Without further ado, I give you Fanirrlan, Sea Elf pirate. Greedy, adventurous, curious. Raised in the Old World with the healthy principles of survivalist Elves living among Humans. In Lustria, he learned about the Turtle-god Washoon, living under the Sea and emerging occasionally as a moving island - and he became its follower, hence the turtle pattern on the shield.

This miniature is a Jes Goodwin sculpt from Citadel 1987 Elf Warriors, and identified by the name Kaledon.

Then there is the other Sea Elf, Galentil of Breataine, from the stormy coasts of Cothique. Introverted, contemplative, melancholic, Galentil finds peace only at sea and away from people. He can, at times, become actively aggressive and utterly anarchic when confronted by crowds and civilization. A devotee of Mathlann, he finds himselfs very confused when he falls in love with Lilegon (see later), having puberty hitting him very hard.

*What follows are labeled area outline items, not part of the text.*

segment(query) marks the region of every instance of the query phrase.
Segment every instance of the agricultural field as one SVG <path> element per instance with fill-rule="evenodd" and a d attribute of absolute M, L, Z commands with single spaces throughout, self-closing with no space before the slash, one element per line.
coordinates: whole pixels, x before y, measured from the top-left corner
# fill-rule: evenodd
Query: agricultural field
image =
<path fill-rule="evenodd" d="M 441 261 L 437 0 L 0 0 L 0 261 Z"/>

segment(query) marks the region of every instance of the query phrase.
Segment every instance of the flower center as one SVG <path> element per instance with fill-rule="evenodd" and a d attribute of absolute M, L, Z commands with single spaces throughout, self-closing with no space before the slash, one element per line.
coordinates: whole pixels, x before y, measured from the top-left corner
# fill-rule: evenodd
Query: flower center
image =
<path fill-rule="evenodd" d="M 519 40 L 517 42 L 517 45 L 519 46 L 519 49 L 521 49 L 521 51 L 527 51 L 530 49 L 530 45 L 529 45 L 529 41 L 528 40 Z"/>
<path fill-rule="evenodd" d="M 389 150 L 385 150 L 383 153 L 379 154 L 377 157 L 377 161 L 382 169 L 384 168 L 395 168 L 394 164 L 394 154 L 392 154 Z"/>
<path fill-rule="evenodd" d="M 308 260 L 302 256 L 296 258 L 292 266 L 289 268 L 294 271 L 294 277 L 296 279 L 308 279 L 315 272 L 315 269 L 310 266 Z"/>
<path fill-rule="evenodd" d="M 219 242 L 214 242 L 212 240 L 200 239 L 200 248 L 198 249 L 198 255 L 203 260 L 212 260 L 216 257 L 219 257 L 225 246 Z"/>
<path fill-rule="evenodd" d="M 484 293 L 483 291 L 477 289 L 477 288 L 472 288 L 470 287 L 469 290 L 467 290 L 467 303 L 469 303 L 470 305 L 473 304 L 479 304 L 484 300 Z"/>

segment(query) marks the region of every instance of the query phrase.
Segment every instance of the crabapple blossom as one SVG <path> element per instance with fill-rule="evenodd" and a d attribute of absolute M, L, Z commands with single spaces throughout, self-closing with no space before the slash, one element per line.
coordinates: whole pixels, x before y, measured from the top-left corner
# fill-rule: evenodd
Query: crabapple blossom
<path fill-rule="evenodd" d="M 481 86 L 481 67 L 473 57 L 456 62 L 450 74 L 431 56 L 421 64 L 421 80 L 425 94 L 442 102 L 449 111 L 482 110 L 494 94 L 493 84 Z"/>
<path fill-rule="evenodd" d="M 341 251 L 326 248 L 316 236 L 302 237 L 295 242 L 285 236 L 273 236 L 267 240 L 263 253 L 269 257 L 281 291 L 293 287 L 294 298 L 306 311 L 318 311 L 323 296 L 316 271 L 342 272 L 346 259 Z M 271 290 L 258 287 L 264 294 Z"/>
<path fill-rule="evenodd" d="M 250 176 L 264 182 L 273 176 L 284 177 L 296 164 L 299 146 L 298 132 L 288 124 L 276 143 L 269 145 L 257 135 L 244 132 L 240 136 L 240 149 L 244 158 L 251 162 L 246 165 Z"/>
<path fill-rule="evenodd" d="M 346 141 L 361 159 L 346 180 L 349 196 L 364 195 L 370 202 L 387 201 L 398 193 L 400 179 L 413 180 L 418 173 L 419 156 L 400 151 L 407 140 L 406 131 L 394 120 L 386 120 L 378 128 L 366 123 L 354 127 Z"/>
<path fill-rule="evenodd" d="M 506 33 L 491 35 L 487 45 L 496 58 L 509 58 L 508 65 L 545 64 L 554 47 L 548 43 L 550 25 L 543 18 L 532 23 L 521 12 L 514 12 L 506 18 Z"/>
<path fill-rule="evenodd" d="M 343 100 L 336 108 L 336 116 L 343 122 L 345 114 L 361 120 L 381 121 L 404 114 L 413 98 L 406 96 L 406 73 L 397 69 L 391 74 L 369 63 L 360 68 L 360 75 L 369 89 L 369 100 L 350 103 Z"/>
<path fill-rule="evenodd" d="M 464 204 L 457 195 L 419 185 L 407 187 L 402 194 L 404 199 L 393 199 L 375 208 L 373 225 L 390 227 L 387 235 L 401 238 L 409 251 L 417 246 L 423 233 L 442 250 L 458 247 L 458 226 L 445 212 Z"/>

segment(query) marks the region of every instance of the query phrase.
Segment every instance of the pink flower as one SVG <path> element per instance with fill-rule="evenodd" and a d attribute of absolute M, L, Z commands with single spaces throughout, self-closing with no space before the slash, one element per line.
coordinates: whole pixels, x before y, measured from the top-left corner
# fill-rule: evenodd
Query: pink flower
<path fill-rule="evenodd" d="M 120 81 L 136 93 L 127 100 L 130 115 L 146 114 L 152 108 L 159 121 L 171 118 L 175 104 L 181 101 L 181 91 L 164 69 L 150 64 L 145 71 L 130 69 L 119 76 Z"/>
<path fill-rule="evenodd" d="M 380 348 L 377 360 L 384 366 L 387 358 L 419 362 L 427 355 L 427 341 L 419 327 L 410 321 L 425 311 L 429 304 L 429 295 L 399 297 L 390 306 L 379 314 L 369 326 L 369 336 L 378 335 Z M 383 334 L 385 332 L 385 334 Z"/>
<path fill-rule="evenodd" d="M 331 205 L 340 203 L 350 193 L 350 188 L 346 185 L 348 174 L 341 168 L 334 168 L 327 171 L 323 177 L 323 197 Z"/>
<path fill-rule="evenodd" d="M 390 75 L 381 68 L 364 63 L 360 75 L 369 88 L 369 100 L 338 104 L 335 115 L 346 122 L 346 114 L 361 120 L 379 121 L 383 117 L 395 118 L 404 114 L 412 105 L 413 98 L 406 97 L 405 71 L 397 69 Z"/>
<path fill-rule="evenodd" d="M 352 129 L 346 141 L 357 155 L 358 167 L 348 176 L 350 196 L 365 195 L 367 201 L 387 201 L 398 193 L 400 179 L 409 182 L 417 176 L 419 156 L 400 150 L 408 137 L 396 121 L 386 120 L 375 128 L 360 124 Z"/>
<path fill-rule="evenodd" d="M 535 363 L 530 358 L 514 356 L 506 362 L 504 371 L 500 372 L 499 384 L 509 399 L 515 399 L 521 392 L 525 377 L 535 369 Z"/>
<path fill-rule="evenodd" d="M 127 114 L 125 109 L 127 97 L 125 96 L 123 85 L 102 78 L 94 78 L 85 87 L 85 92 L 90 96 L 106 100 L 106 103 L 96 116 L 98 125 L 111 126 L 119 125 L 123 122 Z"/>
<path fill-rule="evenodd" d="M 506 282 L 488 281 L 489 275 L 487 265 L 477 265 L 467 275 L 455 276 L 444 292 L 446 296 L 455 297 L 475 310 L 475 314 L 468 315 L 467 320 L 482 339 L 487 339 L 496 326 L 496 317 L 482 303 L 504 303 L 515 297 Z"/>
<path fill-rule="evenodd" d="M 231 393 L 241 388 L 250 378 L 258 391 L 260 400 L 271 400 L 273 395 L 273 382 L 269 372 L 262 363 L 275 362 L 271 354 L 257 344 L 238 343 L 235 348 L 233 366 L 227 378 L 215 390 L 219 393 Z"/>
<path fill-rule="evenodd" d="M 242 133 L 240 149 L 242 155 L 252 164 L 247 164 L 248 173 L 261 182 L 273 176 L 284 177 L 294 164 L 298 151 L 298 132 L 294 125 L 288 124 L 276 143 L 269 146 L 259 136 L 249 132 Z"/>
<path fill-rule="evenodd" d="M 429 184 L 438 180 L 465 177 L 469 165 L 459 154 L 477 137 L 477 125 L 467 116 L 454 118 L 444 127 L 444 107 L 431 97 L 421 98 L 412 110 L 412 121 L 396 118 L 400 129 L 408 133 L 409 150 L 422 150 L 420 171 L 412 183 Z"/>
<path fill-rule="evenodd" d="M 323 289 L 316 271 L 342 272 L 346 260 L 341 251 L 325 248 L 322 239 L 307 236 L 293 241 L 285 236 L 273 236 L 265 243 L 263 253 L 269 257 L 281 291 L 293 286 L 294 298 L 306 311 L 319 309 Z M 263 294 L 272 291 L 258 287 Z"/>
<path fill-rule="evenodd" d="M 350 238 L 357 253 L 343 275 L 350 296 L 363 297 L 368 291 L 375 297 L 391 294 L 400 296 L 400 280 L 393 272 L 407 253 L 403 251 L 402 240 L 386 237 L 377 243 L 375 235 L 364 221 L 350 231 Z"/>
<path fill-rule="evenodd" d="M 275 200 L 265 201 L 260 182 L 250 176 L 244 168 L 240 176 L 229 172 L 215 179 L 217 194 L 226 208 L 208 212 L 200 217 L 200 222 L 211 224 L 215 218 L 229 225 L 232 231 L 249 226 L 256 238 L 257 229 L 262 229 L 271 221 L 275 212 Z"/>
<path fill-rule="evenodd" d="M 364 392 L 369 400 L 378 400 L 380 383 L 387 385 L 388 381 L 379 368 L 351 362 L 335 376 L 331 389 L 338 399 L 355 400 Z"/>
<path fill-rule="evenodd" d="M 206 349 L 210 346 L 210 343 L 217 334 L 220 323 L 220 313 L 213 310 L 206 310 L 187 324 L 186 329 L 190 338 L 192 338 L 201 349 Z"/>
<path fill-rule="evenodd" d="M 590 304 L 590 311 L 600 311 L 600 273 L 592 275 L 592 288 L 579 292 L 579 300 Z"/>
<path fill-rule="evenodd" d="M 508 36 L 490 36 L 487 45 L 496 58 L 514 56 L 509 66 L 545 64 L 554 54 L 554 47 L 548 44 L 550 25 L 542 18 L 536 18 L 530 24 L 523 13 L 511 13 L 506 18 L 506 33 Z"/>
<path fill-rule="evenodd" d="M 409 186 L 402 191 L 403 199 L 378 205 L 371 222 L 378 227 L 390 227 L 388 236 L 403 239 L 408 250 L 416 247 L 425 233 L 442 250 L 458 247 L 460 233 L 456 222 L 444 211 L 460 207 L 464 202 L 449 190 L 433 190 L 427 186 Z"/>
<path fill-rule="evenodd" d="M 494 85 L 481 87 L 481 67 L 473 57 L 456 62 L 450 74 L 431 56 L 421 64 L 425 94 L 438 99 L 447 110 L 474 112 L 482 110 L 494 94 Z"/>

Another Jes Goodwin piece, this belongs to the Citadel 1985 Silvan Elves for Lord of the Rings, later re-released in 1987 as Warhammer Wood Elves (074213/1). A very fine sculpt, if you ask me.

Now we come to Lilegon: daughter of a Wood Elf witch and a Dark Elf champion of Slaanesh, Lilegon grew as an outcast and quickly learned to survive in a hard world and only trust herself, resulting in a very introverted character and melancholic nature. She and Galentil are basicly dynamite, attracted by their common traits and plagued by bad communication and unspoken words.

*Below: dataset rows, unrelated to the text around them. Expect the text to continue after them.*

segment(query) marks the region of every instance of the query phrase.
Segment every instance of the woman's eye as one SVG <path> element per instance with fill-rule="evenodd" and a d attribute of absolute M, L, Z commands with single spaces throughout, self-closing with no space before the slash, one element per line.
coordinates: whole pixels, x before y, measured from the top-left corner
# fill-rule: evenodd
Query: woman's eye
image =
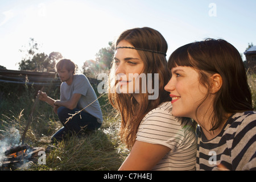
<path fill-rule="evenodd" d="M 136 63 L 134 62 L 131 62 L 131 61 L 129 61 L 128 63 L 131 64 L 136 64 Z"/>

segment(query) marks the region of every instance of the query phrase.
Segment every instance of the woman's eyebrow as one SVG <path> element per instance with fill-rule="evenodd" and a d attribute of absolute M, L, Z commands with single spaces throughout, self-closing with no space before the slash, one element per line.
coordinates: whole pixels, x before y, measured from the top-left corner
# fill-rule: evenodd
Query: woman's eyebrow
<path fill-rule="evenodd" d="M 184 72 L 184 70 L 181 68 L 174 69 L 174 70 L 172 70 L 172 72 L 176 73 L 177 72 Z"/>
<path fill-rule="evenodd" d="M 133 59 L 139 60 L 139 59 L 135 58 L 135 57 L 126 57 L 124 59 L 125 59 L 125 61 L 129 61 L 129 60 L 133 60 Z"/>
<path fill-rule="evenodd" d="M 119 59 L 118 58 L 116 57 L 114 57 L 114 59 L 115 60 L 119 61 Z M 126 57 L 126 58 L 125 58 L 125 59 L 124 59 L 124 60 L 126 61 L 129 61 L 129 60 L 133 60 L 133 59 L 139 60 L 139 59 L 138 59 L 138 58 L 135 58 L 135 57 Z"/>

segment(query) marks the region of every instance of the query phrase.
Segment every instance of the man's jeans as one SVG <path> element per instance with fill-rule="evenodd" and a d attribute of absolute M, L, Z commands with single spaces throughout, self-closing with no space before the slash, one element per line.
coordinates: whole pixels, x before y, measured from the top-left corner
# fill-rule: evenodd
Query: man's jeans
<path fill-rule="evenodd" d="M 76 108 L 70 110 L 64 106 L 58 109 L 59 119 L 64 126 L 52 136 L 52 140 L 61 140 L 67 134 L 75 133 L 79 135 L 85 131 L 97 130 L 101 126 L 101 124 L 97 121 L 96 118 L 84 111 L 73 115 L 67 122 L 68 118 L 72 117 L 71 114 L 75 114 L 79 111 L 80 110 Z"/>

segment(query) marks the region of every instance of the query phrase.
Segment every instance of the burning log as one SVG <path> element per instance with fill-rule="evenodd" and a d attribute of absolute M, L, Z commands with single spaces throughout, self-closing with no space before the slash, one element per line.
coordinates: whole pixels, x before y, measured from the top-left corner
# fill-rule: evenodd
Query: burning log
<path fill-rule="evenodd" d="M 45 148 L 25 144 L 10 148 L 5 152 L 6 157 L 0 163 L 0 171 L 16 169 L 26 163 L 36 161 L 38 152 L 41 151 L 45 151 Z"/>
<path fill-rule="evenodd" d="M 11 154 L 18 152 L 22 150 L 27 150 L 30 147 L 26 144 L 23 144 L 18 147 L 11 148 L 11 149 L 7 150 L 5 152 L 5 155 L 7 156 Z"/>

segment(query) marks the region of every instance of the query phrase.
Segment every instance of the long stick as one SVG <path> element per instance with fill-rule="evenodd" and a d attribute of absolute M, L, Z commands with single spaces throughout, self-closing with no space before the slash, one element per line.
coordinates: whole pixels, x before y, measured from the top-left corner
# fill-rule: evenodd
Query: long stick
<path fill-rule="evenodd" d="M 43 86 L 42 88 L 42 89 L 41 89 L 41 91 L 43 91 L 44 88 L 44 86 Z M 36 98 L 35 103 L 33 105 L 33 107 L 32 107 L 32 110 L 31 110 L 31 111 L 30 112 L 30 117 L 28 118 L 28 121 L 27 122 L 27 126 L 26 126 L 25 130 L 24 130 L 23 134 L 22 135 L 22 144 L 24 144 L 24 140 L 25 140 L 26 133 L 27 133 L 27 129 L 28 129 L 28 126 L 30 126 L 30 123 L 32 122 L 32 117 L 33 116 L 33 113 L 34 113 L 34 111 L 35 110 L 35 106 L 36 106 L 36 104 L 38 102 L 38 100 L 39 100 L 38 98 L 39 98 L 39 97 L 38 96 L 36 97 Z"/>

I had lots of fun painting this Bob Naismith sculpt from Citadel 1986 C09 Dark Elves, the "Death Maiden". To be true Citadel has always been short of female figures, except for Dark Elves. The original had a spike on her tiara, which I removed to lighten the figure.

Lilegon always went around with a pet Wild Cat, Grinn, who later turned out to be a reincarnation of her witch mother.

This piece by Jes Goodwin is from Citadel 1987 Elven Beastmasters.

Lastly, we have Neferet, an Elf from Astartis, a house-made kingdom set in the deep Dark Lands, with an egyptian mood. Curious to see the world, Neferet was famous for her disdain of "barbarians" as well as her promiscuity, which made Fanirrlan very happy.

This is a fine Bob Naismith piece from Citadel 1986 RRD11 Regiments of Renown: Mengil Manhide's Dark Elves, named specifically as "Witch Elf". When I ordered it, I didn't notice the womanskin on her back, which hardly fits the PC, but then again it was nice painting it.

To be frank I am quite surprised by the quality of my brushwork from that time, considering I only had a dozen colours and a very lousy brush. But then my eyes and hands were probably better, and I had a lot of time to paint.

It's nice to see these pieces emerging from the past! Will post a couple more in the next days.